# data_plotter
A Rust CLI that turns tabular data and audio files into interactive, self-contained HTML scatter plots powered by ECharts.
- Inputs: CSV, Parquet, JSON/JSONL/NDJSON, and audio (WAV/MP3/FLAC)
- Output: One HTML file per input, with zoom/pan, legend, and toolbox — no server required
- Directory mode: Pass a folder to process all supported files recursively
## Build and Run
Prerequisites: Rust toolchain with Cargo
- Build (debug):
```powershell
cargo build
```
- Build (release):
```powershell
cargo build --release
```
- Show CLI help:
```powershell
cargo run -- --help
```
## Usage
Basic examples:
```powershell
# Plot all numeric columns; auto-detect X when possible
cargo run -- sample/sample.csv
# Write outputs to a directory
cargo run -- sample/sample.csv -o plots/
# Set the X-axis explicitly
cargo run -- data.csv --index timestamp
# Choose specific Y columns
cargo run -- data.csv -c sensor_a,sensor_b
# Use first column as X and set a custom title
cargo run -- data.csv --use-first-column --title "My Custom Plot"
# Process an entire directory recursively
cargo run -- path/to/folder -o plots/
# Audio files (mono or multi-channel)
cargo run -- audio.wav
# Disable dynamic Y autoscaling (keep initial padded range)
cargo run -- sample/sample.csv --no-autoscale-y
```
Where outputs go:
- With `-o/--output-dir`, files are saved under that directory as `<stem>.html`.
- Without it, each plot is saved next to its input file.
## CLI
```
A tool to generate interactive scatter plots from various data formats.
Usage: data_plotter.exe [OPTIONS] <INPUT_PATH>
Arguments:
<INPUT_PATH> The input file or folder to scan for data
Options:
-o, --output-dir <OUTPUT_DIR> Directory to save the generated HTML plots. Defaults to saving next to each input file
--index <INDEX> Name of the column to use as the index (X-axis). Highest priority for index selection
--use-first-column Use the first column of the data as the index. Overridden by --index
-c, --columns <COLUMNS> Comma-separated list of columns to plot (Y-axis). If not provided, all numeric columns will be plotted
--title <TITLE> A custom title for the plot. Defaults to the input filename
--no-autoscale-y Disable dynamic Y-axis autoscaling on zoom (keeps initial Y range)
-h, --help Print help
-V, --version Print version
```
## How X and Y are chosen
X-axis selection priority:
1) `--index <name>`
2) `--use-first-column`
3) If a column named `sample_index` exists (audio), use it
4) First datetime column (string columns may be auto-cast to datetime)
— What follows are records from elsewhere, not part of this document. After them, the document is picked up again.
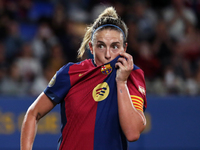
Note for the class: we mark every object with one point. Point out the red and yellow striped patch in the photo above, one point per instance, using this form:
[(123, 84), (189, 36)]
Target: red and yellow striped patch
[(137, 102)]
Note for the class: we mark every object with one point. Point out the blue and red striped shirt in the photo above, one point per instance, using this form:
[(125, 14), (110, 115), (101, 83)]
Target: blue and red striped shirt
[(89, 108)]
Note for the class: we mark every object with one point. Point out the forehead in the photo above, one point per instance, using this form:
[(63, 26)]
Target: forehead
[(108, 34)]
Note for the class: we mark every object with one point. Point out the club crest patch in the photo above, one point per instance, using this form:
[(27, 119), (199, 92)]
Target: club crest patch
[(106, 69), (101, 92), (52, 82)]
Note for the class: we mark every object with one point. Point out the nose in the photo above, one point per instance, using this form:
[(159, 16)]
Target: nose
[(108, 56)]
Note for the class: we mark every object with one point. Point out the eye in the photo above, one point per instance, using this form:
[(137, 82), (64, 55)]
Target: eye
[(101, 46), (115, 47)]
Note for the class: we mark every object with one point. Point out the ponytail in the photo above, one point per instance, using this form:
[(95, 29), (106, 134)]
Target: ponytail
[(108, 16)]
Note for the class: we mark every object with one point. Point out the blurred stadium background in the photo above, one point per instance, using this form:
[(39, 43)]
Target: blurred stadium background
[(37, 37)]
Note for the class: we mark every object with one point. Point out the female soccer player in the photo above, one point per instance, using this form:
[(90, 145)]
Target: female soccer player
[(102, 99)]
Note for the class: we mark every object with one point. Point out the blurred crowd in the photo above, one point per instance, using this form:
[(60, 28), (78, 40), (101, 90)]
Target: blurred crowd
[(37, 37)]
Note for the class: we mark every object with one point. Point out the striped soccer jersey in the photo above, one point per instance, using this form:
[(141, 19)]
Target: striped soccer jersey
[(89, 111)]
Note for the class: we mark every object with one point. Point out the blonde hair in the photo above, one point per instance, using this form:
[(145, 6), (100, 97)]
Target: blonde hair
[(108, 16)]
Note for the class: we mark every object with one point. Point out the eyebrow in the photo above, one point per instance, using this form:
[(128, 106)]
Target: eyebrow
[(111, 43)]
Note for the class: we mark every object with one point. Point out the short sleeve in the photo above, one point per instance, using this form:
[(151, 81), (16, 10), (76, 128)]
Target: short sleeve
[(59, 85), (137, 89)]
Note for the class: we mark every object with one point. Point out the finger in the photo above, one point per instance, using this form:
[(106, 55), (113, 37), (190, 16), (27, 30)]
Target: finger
[(128, 57), (123, 61)]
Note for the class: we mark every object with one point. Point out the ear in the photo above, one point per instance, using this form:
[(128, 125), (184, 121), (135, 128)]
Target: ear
[(125, 48), (91, 48)]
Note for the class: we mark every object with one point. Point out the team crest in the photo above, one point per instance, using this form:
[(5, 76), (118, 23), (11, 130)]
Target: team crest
[(106, 69), (101, 92), (52, 82), (142, 90)]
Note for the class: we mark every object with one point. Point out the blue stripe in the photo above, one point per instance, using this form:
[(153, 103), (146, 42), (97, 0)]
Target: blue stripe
[(108, 134)]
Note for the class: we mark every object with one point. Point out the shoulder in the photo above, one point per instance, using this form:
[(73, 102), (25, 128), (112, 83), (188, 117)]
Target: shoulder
[(137, 71)]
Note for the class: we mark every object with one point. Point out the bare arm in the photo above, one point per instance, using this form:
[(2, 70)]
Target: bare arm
[(131, 120), (40, 107)]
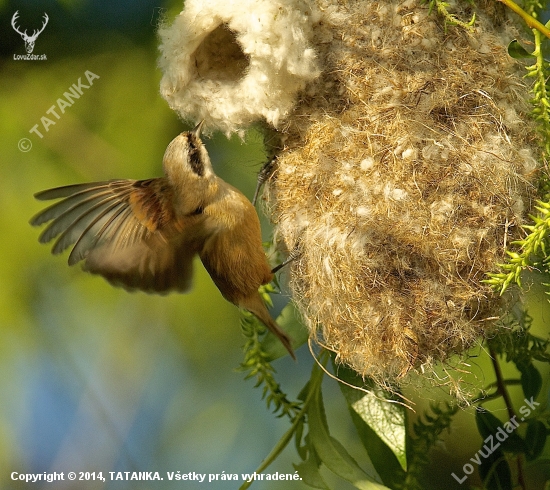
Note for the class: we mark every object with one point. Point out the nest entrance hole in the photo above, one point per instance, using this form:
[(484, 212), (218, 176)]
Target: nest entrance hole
[(220, 57)]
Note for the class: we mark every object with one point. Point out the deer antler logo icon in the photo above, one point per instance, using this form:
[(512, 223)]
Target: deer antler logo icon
[(29, 40)]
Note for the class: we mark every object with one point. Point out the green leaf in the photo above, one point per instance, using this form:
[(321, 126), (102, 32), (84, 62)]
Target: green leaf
[(495, 472), (535, 438), (493, 432), (332, 454), (517, 51), (380, 423), (531, 380), (289, 320)]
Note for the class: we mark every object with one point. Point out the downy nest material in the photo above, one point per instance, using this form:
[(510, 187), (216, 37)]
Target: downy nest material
[(407, 167)]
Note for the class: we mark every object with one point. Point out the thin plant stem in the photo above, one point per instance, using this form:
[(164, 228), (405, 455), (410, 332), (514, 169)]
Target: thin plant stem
[(501, 389), (529, 19)]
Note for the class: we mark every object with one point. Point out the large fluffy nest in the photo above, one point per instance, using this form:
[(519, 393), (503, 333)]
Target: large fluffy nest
[(407, 169)]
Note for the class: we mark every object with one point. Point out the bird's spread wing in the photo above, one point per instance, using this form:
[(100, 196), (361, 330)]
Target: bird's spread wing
[(125, 230)]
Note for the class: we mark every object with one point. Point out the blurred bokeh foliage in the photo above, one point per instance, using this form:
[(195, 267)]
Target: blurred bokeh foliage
[(93, 378)]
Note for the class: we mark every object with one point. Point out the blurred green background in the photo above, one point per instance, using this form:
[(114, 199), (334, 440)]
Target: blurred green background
[(93, 378)]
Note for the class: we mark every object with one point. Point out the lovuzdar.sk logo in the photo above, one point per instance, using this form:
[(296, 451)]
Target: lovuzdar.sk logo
[(29, 39)]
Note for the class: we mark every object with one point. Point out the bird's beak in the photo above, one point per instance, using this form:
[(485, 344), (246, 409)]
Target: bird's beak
[(197, 129)]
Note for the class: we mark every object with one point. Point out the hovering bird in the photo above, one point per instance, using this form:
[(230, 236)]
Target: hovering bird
[(144, 234)]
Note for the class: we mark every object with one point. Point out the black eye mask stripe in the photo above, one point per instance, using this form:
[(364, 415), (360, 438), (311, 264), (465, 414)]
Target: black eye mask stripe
[(195, 159)]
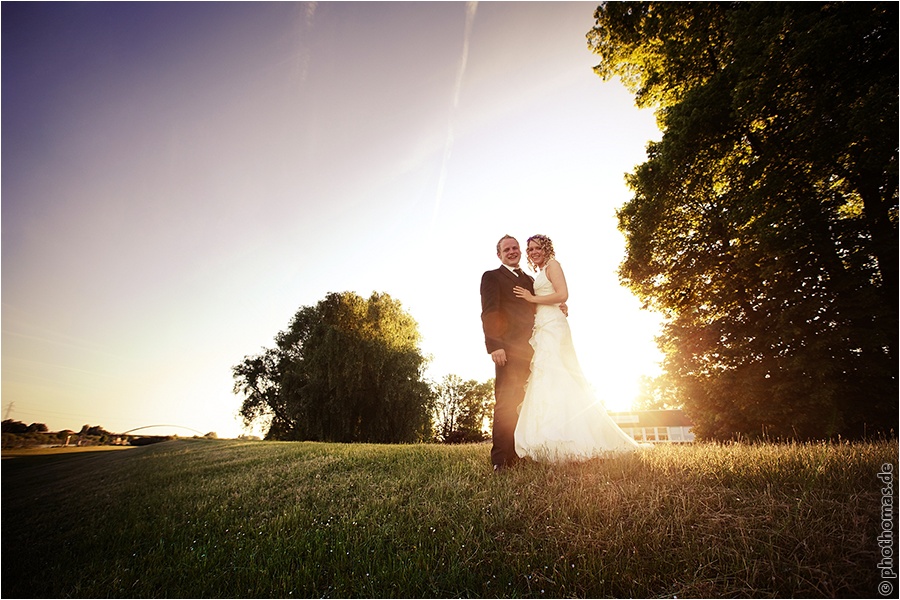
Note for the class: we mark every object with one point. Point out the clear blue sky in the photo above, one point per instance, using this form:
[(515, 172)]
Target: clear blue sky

5) Fallback to a generated `row_index`
Y-axis selection:
- If `-c/--columns` is provided, those columns are used
- Otherwise, all numeric columns except the chosen X column
## Supported formats and behavior
- CSV, Parquet
- JSON, JSONL/NDJSON (JSON is read as JSON Lines; for array-of-objects JSON, convert to NDJSON)
- Audio: WAV/MP3/FLAC via Symphonia
- The first default track is decoded
- DataFrame has `sample_index` (X) and `amplitude` (Y)
- For multi-channel audio, samples are currently interleaved into the single `amplitude` series
Notes on parsing and type inference:
- String columns that look like datetimes are only cast to datetime if at least one value parses successfully. This avoids selecting an "all-null" datetime axis and producing empty plots.
- String columns that look numeric are trimmed and parsed into Float64 if at least ~50% of their values parse successfully. This helps for CSVs that don't have headers and/or have numeric values with whitespace.
## Output HTML
- Self-contained HTML with ECharts loaded from CDN
- Interactive features: zoom/pan (dataZoom), legend scroll, save-as-image, restore
- X-axis type is set automatically (time, category, or value) based on the chosen X series
- Themes: dark (default) and white (enable with `--white-theme`)
- Numeric formatting: `-m/--max-decimals` controls decimals; `-1` disables the limit; scientific notation when appropriate
## Project structure (brief)
- `src/cli.rs` — command-line interface (clap)
- `src/lib.rs` — orchestration (discover files, process each, write output)
- `src/data_loader.rs` — load DataFrames; audio decoding; best-effort datetime casting
- `src/processing.rs` — select X/Y series and plot title
- `src/plotter.rs` — generate HTML and embed series as JSON for ECharts
- `src/error.rs` — error types
For additional repository-specific guidance, see `WARP.md`.